When encountering an unsupported ONNX operation/layer that can’t be parsed using the DFC, consider where is the unsupported operation in regards to the full network:
-
Near the input - try to keep that part as preprocess and parse the rest into a single HEF.
-
At the net’s middle - crop the problematic block, run it ORT and resume to device,
thus having 2 HEFS: HEF → ORT → HEF →(optional) CPU postprocess -
At the net’s end - This is a short guide for that case.
When the unsupported part is at the end, choose one of two paths:
- Implement operation as native postprocess in Python/C++ (no ORT)
- Crop the ONNX before the problematic layer and use ONNX Runtime as a postprocess on the app.
Thus creating a pipeline of:
Hailo HEF → ORT postprocess → (optional) CPU postprocess*
We’ll use YOLOv8-Seg as an example**.
* CPU postprocess is for any operations that are not in the ONNX (e.g. visualization)
** For most YOLO models, Hailo Model Zoo provides Hailo-postprocess — an optimized postprocessing stage that runs on HailoRT inside the HEF. This model is an exception, and so we’ll run the postprocess on ORT.

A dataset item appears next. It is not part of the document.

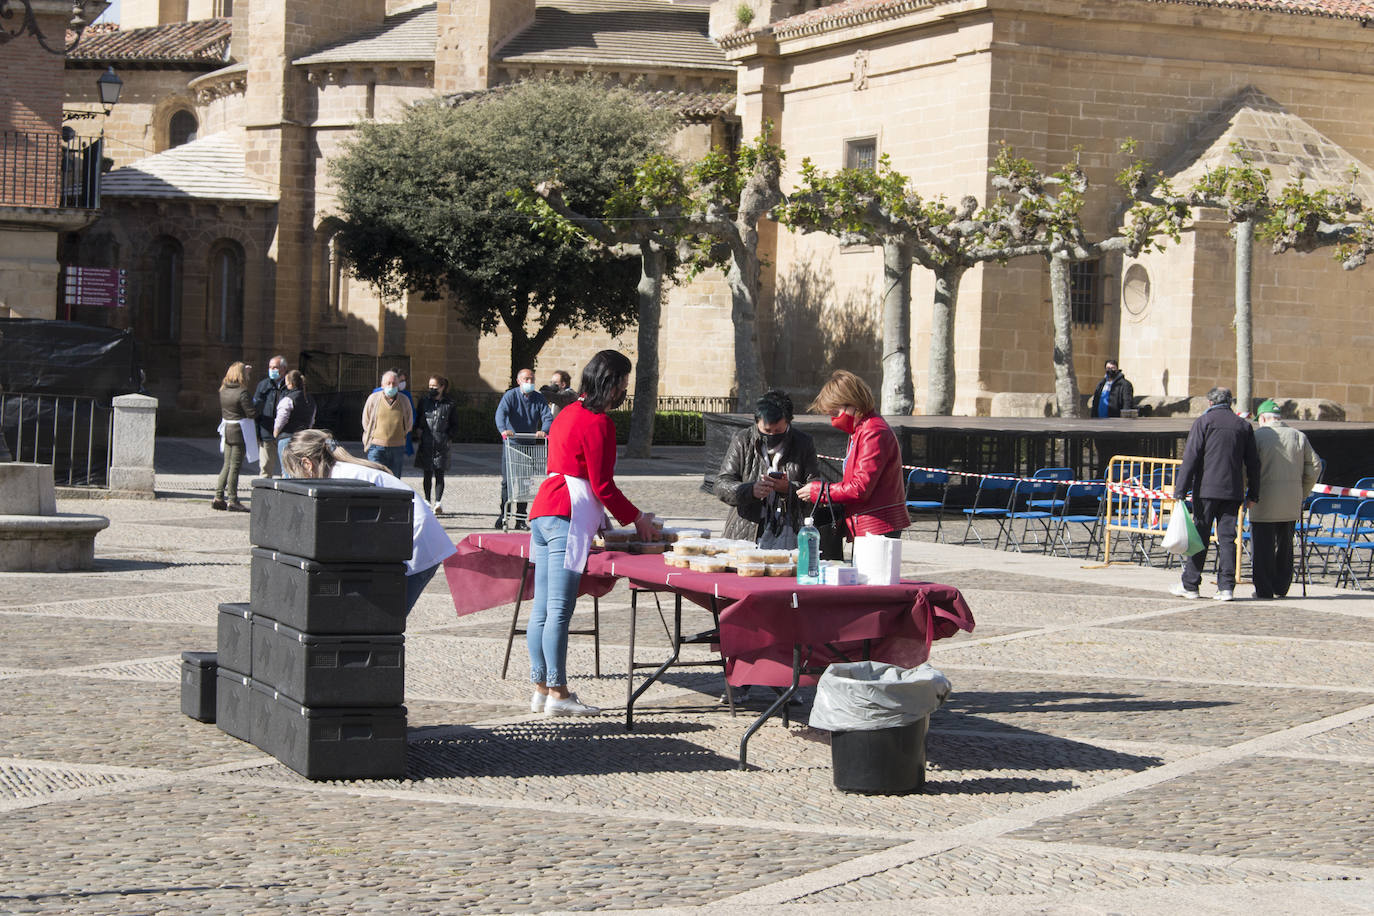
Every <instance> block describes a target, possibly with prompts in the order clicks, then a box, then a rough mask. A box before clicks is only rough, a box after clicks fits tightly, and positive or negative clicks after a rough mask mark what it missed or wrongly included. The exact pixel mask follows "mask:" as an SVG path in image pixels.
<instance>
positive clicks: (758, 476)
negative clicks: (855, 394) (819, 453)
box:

Step 1 — Locate the crop point
-
Open the model in Netron .
-
Find the first unsupported op
-
Pick end-nodes right before that op
-
When original model’s parsing fails, check the parser’s recommended end-nodes. They’re usually valid cropping points for your pipeline.
-
If there are a few unsupported ops in different branches, the end-node should be the last supported op the feeds all of them.
-
For YOLOv8-Seg, the unsupported (and also last) operations are performing BBOX decoding, and so our ORT will perform just that. In this case the chosen nodes are 9 conv heads plus the mask prototype tensor.

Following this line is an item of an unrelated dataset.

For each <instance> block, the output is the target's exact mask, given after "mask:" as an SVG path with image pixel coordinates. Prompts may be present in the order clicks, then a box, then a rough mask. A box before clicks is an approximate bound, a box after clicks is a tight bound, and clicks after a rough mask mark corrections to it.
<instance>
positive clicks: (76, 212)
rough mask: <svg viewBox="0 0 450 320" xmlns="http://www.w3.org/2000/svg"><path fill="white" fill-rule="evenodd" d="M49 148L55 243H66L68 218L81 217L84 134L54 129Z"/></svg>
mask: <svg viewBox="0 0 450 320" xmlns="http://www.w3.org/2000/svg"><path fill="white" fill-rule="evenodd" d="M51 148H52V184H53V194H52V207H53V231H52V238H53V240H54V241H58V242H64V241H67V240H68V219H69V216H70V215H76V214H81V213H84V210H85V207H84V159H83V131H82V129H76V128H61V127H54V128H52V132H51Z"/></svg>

Note: We chose those nodes because the next operations are Concats, which we excluded from the HEF because of quantization considerations:- Those tensors can have very different value ranges. When quantized together, one scale has to fit the biggest range, which blurs the small details. Doing Concat in float (ORT/CPU) keeps that precision better.
-
This example’s chosen end nodes:
/model.22/cv2.2/cv2.2.2/Conv /model.22/cv3.2/cv3.2.2/Conv /model.22/cv4.2/cv4.2.2/Conv /model.22/cv2.1/cv2.1.2/Conv /model.22/cv3.1/cv3.1.2/Conv /model.22/cv4.1/cv4.1.2/Conv /model.22/cv2.0/cv2.0.2/Conv /model.22/cv3.0/cv3.0.2/Conv /model.22/cv4.0/cv4.0.2/Conv /model.22/proto/cv3/act/Mul
-
-
Tip: In Netron, click a node to see its name - it’ll be our end-node-names
Step 2 — Create the postprocess-only ONNX (two options)
-
Option A — Using Hailo DFC parser (recommended)

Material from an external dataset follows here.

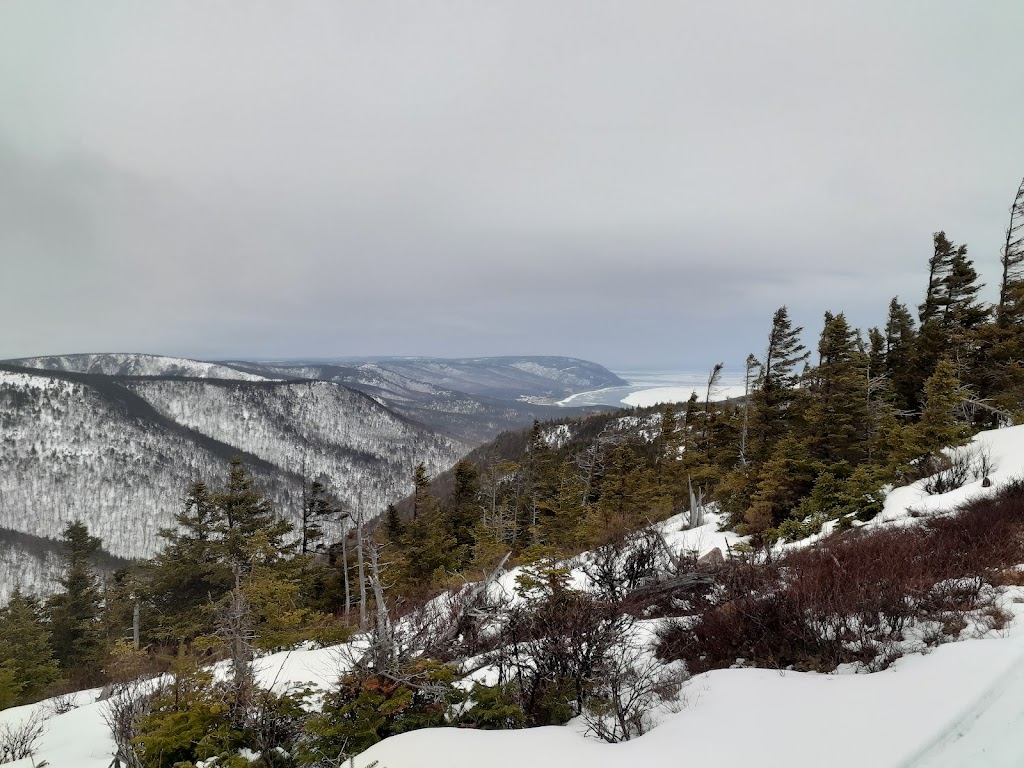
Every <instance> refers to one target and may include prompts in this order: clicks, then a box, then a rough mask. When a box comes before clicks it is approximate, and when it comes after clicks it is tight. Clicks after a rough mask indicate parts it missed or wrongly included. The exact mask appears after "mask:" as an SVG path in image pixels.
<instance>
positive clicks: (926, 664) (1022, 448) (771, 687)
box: [0, 426, 1024, 768]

hailo parser onnx <original.onnx> --end-node-names <"END_NODE1" "END_NODE2" ..>-
This produces a HAR. Extract it. Inside you’ll find *_postprocess.onnx which starts after your end-nodes.
-
**Sanity checks (**This is a relatively new Hailo tool, so please review these before deploying)
-
Inputs of *_postprocess.onnx match (name/shape/dtype/order) the tensors you’ll get from the HEF.
-
Outputs match your intended postprocess outputs.
-
-
-
Option B — Using standard ONNX tools
Use standard ONNX graph tooling (e.g., onnx.utils.extract_model) to crop the network so that the inputs are your boundary layers and the outputs are the last layers ORT should compute, probably the original model outputs.